Since the errors were retryable, it looked like MPxIO was doing it’s job and retrying requests on one of the other paths. To see if all of the paths were up and operational (the host has four paths to disk), I ran the mpathadm utility with the “list” command and the “LU” option:

$ mpathadm list LU

        /dev/rdsk/c2t600A0B80001FCB370000010446D3D0C1d0s2
                Total Path Count: 4
                Operational Path Count: 4
        /dev/rdsk/c2t600A0B8000216462000000C746D3DA48d0s2
                Total Path Count: 4
                Operational Path Count: 4
        /dev/rdsk/c2t600A0B8000216462000000CD46D3DC1Cd0s2
                Total Path Count: 4
                Operational Path Count: 4
        /dev/rdsk/c2t600A0B80001FCB370000010646D3D207d0s2
                Total Path Count: 4
                Operational Path Count: 4
        /dev/rdsk/c2t600A0B8000216462000000CA46D3DB88d0s2
                Total Path Count: 4
                Operational Path Count: 4

Since all of the paths were available, I started to wonder if a cable was faulty. After running fcinfo on each of the four HBA ports, I came across the following:

$ fcinfo hba-port -l 10000000c94708f2

HBA Port WWN: 10000000c94708f2
        OS Device Name: /dev/cfg/c6
        Manufacturer: Emulex
        Model: LP9002L
        Firmware Version: 3.93a0
        FCode/BIOS Version: 1.41a4
        Type: N-port
        State: online
        Supported Speeds: 1Gb 2Gb 
        Current Speed: 2Gb 
        Node WWN: 20000000c94708f2
        Link Error Statistics:
                Link Failure Count: 0
                Loss of Sync Count: 14
                Loss of Signal Count: 0
                Primitive Seq Protocol Error Count: 0
                Invalid Tx Word Count: 198724
                Invalid CRC Count: 63412

Bingo!
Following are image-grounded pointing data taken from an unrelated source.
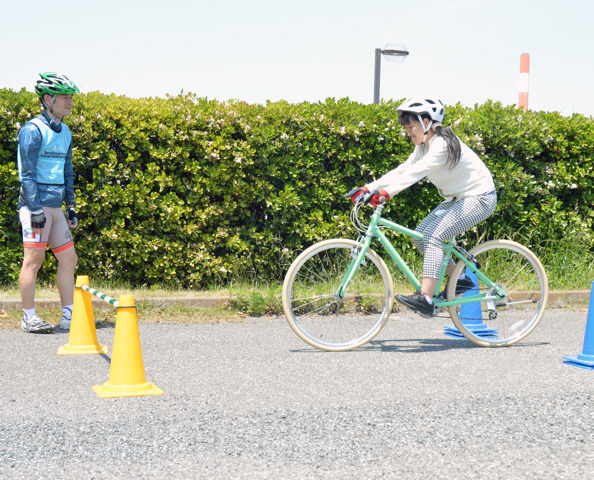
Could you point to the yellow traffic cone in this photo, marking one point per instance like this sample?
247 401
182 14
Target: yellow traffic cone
83 335
126 374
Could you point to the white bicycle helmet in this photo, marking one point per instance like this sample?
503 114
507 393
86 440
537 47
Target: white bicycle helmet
419 105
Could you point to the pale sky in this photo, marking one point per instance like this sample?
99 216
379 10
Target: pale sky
464 51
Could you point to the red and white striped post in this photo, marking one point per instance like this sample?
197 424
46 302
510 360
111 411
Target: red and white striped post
524 69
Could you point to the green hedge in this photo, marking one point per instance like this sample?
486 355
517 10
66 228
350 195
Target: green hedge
193 192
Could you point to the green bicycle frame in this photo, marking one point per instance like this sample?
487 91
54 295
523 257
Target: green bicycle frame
374 231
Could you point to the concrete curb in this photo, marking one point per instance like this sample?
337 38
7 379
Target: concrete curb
558 298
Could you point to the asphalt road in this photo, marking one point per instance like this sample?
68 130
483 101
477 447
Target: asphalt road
250 400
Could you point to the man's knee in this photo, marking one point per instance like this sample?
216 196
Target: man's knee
33 259
67 258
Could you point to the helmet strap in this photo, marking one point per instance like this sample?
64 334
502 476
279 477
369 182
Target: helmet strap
425 130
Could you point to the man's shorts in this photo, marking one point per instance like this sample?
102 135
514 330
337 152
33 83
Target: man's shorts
56 232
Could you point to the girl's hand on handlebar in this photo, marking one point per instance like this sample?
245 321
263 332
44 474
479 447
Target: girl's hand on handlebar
377 198
356 194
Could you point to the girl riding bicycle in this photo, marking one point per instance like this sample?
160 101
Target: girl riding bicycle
459 175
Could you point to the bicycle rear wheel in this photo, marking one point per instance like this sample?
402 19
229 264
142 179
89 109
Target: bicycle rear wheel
519 296
315 311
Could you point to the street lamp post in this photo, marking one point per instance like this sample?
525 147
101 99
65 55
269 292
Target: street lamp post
393 53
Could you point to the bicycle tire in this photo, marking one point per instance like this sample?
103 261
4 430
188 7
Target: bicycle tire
311 304
509 319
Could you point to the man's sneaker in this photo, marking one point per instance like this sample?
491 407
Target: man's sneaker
418 303
65 323
35 324
464 285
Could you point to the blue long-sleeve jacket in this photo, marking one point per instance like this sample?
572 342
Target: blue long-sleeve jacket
45 164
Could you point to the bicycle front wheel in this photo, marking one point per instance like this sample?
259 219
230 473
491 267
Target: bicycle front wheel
322 316
514 305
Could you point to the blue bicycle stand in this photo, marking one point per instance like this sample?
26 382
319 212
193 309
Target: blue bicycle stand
471 316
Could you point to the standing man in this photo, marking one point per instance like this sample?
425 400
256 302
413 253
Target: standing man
45 171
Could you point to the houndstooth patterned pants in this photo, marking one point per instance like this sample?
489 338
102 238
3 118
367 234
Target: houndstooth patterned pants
449 219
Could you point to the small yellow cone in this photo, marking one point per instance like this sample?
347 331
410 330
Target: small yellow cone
126 374
83 335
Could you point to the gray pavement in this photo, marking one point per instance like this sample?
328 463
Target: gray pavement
250 400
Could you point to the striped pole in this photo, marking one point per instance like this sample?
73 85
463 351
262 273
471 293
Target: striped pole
102 296
524 71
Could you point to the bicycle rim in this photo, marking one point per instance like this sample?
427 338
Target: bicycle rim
313 308
521 293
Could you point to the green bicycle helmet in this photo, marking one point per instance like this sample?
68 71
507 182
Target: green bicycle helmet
55 84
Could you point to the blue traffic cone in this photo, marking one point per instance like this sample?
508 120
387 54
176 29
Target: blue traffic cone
471 314
586 358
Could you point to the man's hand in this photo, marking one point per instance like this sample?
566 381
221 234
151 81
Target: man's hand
37 222
377 198
72 217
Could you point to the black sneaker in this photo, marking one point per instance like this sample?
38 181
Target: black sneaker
418 303
464 285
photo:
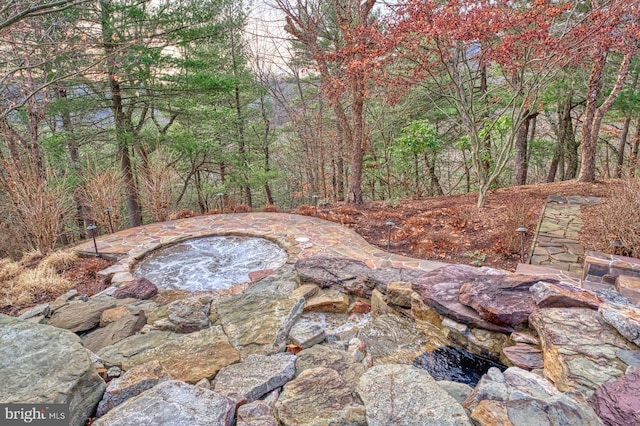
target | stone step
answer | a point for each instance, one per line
(549, 272)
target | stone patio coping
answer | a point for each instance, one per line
(300, 236)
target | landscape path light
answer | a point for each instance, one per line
(390, 225)
(220, 195)
(92, 228)
(522, 230)
(108, 211)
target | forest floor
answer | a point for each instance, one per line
(452, 229)
(449, 229)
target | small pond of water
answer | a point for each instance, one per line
(456, 365)
(209, 263)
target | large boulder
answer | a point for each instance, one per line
(256, 376)
(501, 299)
(440, 289)
(393, 339)
(192, 357)
(319, 396)
(116, 331)
(579, 348)
(140, 288)
(617, 402)
(259, 321)
(118, 353)
(403, 395)
(339, 273)
(44, 364)
(131, 383)
(519, 397)
(78, 315)
(173, 403)
(563, 295)
(349, 370)
(625, 319)
(190, 314)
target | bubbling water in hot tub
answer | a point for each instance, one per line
(209, 263)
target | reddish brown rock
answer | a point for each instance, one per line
(501, 299)
(617, 402)
(563, 295)
(440, 289)
(140, 288)
(524, 356)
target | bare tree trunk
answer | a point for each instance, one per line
(622, 145)
(522, 143)
(595, 114)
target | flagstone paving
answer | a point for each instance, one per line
(557, 241)
(300, 236)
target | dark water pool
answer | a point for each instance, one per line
(456, 365)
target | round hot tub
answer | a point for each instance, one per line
(209, 263)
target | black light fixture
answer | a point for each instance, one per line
(390, 225)
(522, 231)
(92, 228)
(108, 211)
(220, 197)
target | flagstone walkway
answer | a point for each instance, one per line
(300, 236)
(557, 241)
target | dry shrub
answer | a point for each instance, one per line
(158, 192)
(306, 210)
(619, 219)
(22, 286)
(36, 206)
(242, 208)
(60, 260)
(102, 189)
(507, 240)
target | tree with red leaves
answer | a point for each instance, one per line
(341, 37)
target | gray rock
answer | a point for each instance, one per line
(132, 383)
(440, 289)
(139, 288)
(190, 314)
(127, 348)
(256, 376)
(191, 357)
(631, 358)
(322, 356)
(500, 299)
(172, 403)
(80, 316)
(44, 364)
(43, 310)
(625, 319)
(617, 402)
(306, 333)
(403, 395)
(115, 331)
(257, 413)
(259, 322)
(459, 391)
(579, 348)
(318, 396)
(563, 295)
(393, 339)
The CRC errors were continuosly increasing, so I knew that either the HBA or fibre channel cable were faulty (as a side note, I can’t wait for the FMA project to harden the emlxs and qlc drivers!). During one of my storage training courses, the instructor mentioned that CRC errors are typically associated with bad cables. Once I swapped out the cable that was connected to the port with the errors, the CRC error counts no longer increased, and the scsi_vhci errors stopped! Niiiiiiiiiiiiiiiiiiice!